The authors propose DiffusionPDE, which can fill in the missing information while solving the PDE at the same time. This method uses generative models to understand the relationship between the solution and the coefficients (the values that define the equation). By modeling both aspects together, DiffusionPDE can provide accurate solutions even when only a small portion of the data is available. The framework has been shown to work well for various types of PDEs, significantly outperforming existing methods.
Why it matters?
This research is important because it offers a new way to solve complex mathematical problems that often arise in fields like physics and engineering. By improving how we handle incomplete data in PDEs, DiffusionPDE can lead to better predictions and analyses in real-world applications, making it a valuable tool for scientists and engineers.
Abstract
We introduce a general framework for solving partial differential equations (PDEs) using generative diffusion models. In particular, we focus on the scenarios where we do not have the full knowledge of the scene necessary to apply classical solvers.
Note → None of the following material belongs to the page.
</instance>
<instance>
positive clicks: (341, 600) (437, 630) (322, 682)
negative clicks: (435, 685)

Most existing forward or inverse PDE approaches perform poorly when the observations on the data or the underlying coefficients are incomplete, which is a common assumption for real-world measurements. In this work, we propose DiffusionPDE that can simultaneously fill in the missing information and solve a PDE by modeling the joint distribution of the solution and coefficient spaces. We show that the learned generative priors lead to a versatile framework for accurately solving a wide range of PDEs under partial observation, significantly outperforming the state-of-the-art methods for both forward and inverse directions.